Gregg Leslie, executive director of the First Amendment Clinic at the Sandra Day O’Connor College of Law and a faculty affiliate at the Walter Cronkite School of Journalism and Mass Communication at Arizona State University, has received the Freedom of Information Award from the Arizona Newspapers Association for his advocacy for First Amendment freedoms.
The Freedom of Information Award recognizes journalists, legislators and others who work to preserve free speech and government transparency. Leslie received the award in the non-media category.
Leslie trains students in First Amendment law and is a frequent collaborator with the Cronkite School, where ASU Law's First Amendment Clinic works with investigative journalism students to file effective public records requests and conduct pre-publication legal reviews.
The work done by Leslie and his students has been instrumental to several stories published by the Howard Center for Investigative Journalism at the Cronkite School, which have won some of the highest collegiate journalism awards, including from Investigative Reporters and Editors and the Society of Professional Journalists.
One of Leslie’s most notable cases involved Scott Warren, a humanitarian aid worker who faced felony charges and up to 20 years in prison for aiding immigrants in the southern Arizona community of Ajo.

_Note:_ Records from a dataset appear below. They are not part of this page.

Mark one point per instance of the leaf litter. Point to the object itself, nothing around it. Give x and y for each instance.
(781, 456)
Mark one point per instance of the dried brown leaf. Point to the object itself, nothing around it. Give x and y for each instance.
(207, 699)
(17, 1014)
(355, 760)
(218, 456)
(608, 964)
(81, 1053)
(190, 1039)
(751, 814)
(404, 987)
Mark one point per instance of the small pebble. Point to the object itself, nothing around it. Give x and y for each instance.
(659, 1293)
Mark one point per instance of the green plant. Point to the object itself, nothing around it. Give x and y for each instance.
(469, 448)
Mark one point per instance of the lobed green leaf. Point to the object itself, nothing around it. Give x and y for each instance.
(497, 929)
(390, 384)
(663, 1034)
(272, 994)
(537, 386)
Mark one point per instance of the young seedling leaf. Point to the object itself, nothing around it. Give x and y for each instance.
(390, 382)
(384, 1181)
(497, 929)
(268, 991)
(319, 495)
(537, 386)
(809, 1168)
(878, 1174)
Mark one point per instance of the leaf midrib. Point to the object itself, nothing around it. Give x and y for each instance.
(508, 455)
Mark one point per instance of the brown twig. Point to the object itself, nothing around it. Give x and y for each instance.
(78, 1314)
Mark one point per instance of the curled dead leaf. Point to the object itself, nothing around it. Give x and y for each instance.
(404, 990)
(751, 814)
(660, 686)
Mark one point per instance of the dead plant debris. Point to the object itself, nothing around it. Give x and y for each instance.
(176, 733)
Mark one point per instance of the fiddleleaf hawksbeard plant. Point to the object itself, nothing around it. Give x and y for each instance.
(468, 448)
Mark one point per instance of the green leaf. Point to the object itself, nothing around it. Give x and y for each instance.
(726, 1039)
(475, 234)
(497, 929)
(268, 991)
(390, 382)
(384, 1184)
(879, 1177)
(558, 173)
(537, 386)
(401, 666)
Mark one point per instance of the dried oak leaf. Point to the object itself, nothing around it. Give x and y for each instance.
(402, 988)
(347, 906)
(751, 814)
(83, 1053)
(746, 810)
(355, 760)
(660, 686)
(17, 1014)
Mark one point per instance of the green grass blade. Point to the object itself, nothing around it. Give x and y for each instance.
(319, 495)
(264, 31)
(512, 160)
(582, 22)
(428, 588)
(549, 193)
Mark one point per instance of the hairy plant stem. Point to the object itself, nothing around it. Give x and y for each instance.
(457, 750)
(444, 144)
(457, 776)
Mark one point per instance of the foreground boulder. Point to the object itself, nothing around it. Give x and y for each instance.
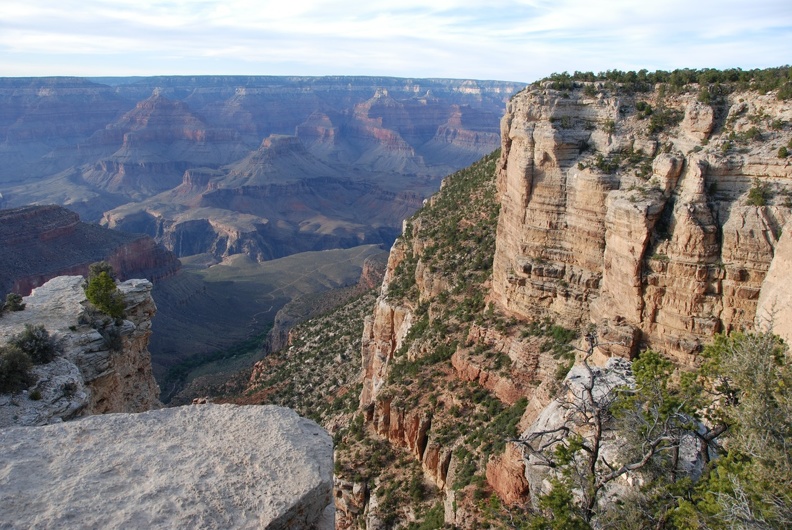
(102, 366)
(207, 466)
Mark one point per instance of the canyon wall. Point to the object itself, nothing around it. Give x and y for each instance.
(656, 218)
(42, 242)
(102, 367)
(266, 166)
(658, 237)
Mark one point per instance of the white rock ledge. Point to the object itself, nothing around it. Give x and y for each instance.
(201, 466)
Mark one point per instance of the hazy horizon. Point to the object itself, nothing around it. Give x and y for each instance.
(519, 40)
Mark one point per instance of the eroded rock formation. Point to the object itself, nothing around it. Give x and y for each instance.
(103, 366)
(656, 237)
(42, 242)
(659, 232)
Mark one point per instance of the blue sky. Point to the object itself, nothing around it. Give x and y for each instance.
(507, 40)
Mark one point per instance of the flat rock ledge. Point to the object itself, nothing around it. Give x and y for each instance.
(201, 466)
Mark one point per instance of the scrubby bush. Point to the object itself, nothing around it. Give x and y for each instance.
(759, 194)
(36, 342)
(14, 369)
(102, 292)
(14, 302)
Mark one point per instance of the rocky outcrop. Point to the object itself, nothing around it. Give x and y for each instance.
(383, 333)
(42, 242)
(98, 147)
(774, 307)
(103, 366)
(206, 466)
(657, 237)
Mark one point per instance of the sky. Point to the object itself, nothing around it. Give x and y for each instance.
(510, 40)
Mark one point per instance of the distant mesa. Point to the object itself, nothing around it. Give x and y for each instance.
(153, 154)
(42, 242)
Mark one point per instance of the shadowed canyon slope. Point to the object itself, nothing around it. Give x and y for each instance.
(266, 166)
(41, 242)
(656, 217)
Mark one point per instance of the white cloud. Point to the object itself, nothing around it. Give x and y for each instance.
(506, 39)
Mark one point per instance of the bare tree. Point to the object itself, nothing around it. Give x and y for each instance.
(612, 422)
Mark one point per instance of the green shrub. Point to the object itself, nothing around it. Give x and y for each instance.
(36, 342)
(102, 292)
(14, 369)
(759, 194)
(14, 302)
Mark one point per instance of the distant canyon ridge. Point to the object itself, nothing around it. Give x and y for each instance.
(264, 166)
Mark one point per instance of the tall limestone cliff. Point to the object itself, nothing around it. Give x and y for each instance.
(42, 242)
(656, 216)
(653, 216)
(103, 366)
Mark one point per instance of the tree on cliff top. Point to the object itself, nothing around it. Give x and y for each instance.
(102, 292)
(737, 405)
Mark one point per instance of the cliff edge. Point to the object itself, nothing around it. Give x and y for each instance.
(102, 367)
(208, 466)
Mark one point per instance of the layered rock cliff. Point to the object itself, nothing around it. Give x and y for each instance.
(42, 242)
(655, 231)
(102, 367)
(659, 232)
(652, 216)
(266, 166)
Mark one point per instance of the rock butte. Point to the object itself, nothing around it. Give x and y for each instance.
(663, 259)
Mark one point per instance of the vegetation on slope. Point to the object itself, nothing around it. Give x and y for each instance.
(711, 82)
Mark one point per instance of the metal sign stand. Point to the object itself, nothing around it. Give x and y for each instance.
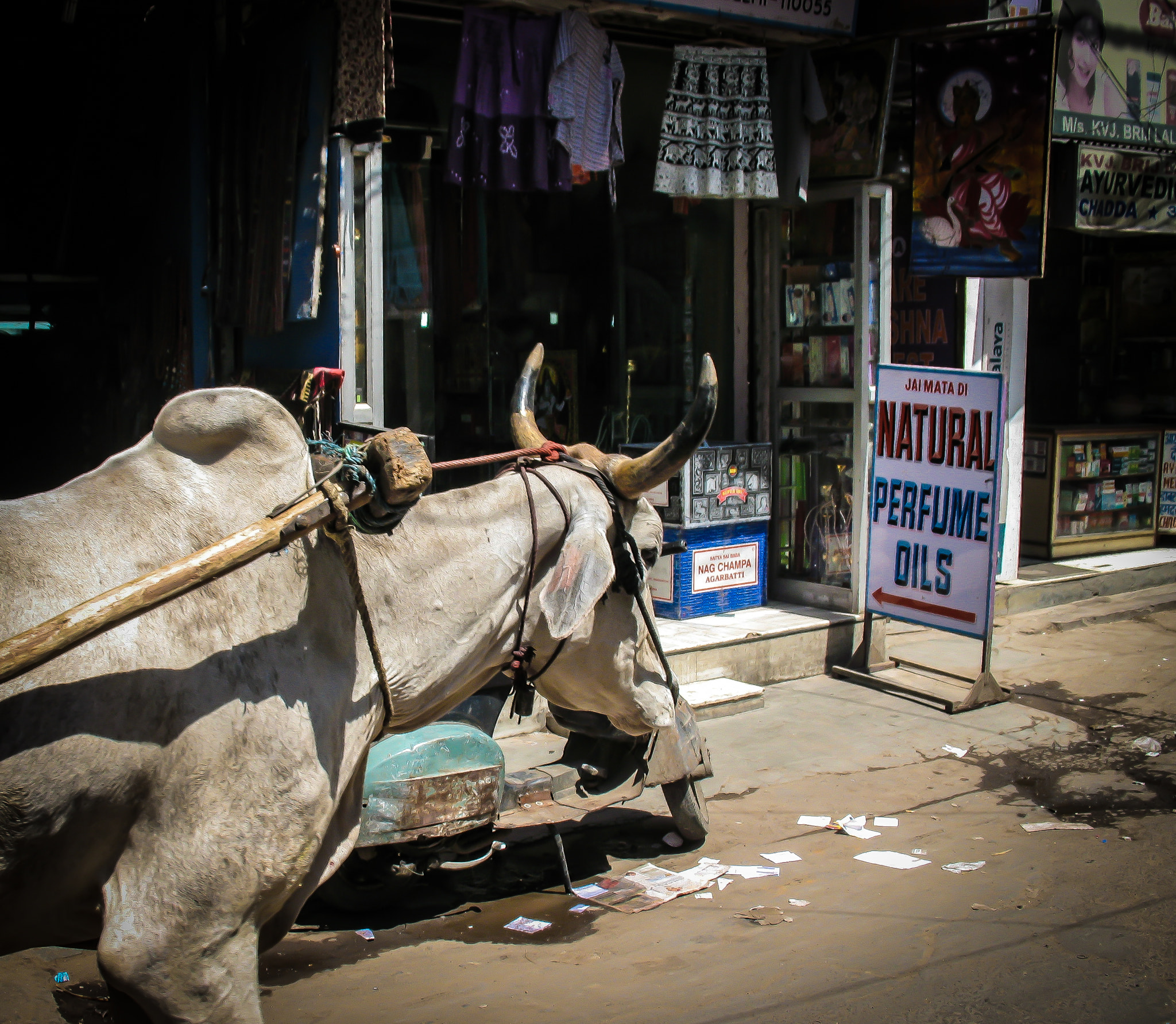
(871, 659)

Leslie and his students successfully argued that sealed court documents related to the case should be made public. It was a substantial victory for the clinic and its media clients, including The Arizona Republic, The New York Times, The Washington Post, CNN and The Associated Press.
The documents outlined the eight-month investigation that led to Warren’s arrest and showed how far the U.S. Border Patrol went to build a case against humanitarian volunteers in southern Arizona.
Leslie previously worked as a staff attorney with the Reporters Committee for Freedom of the Press in Washington, D.C., which provides legal assistance to journalists, and served as the organization’s legal defense director for 17 years.
He also serves on the governing committee of the Communications Law Forum of the American Bar Association and was a member of the ABA’s Fair Trial and Free Press Task Force in 2011. In addition, he served as chairman of the D.C. Bar’s Media Law Committee and Arts, Entertainment, Media & Sports Law Section, and taught media law in Georgetown University’s Master of Professional Studies in Journalism program.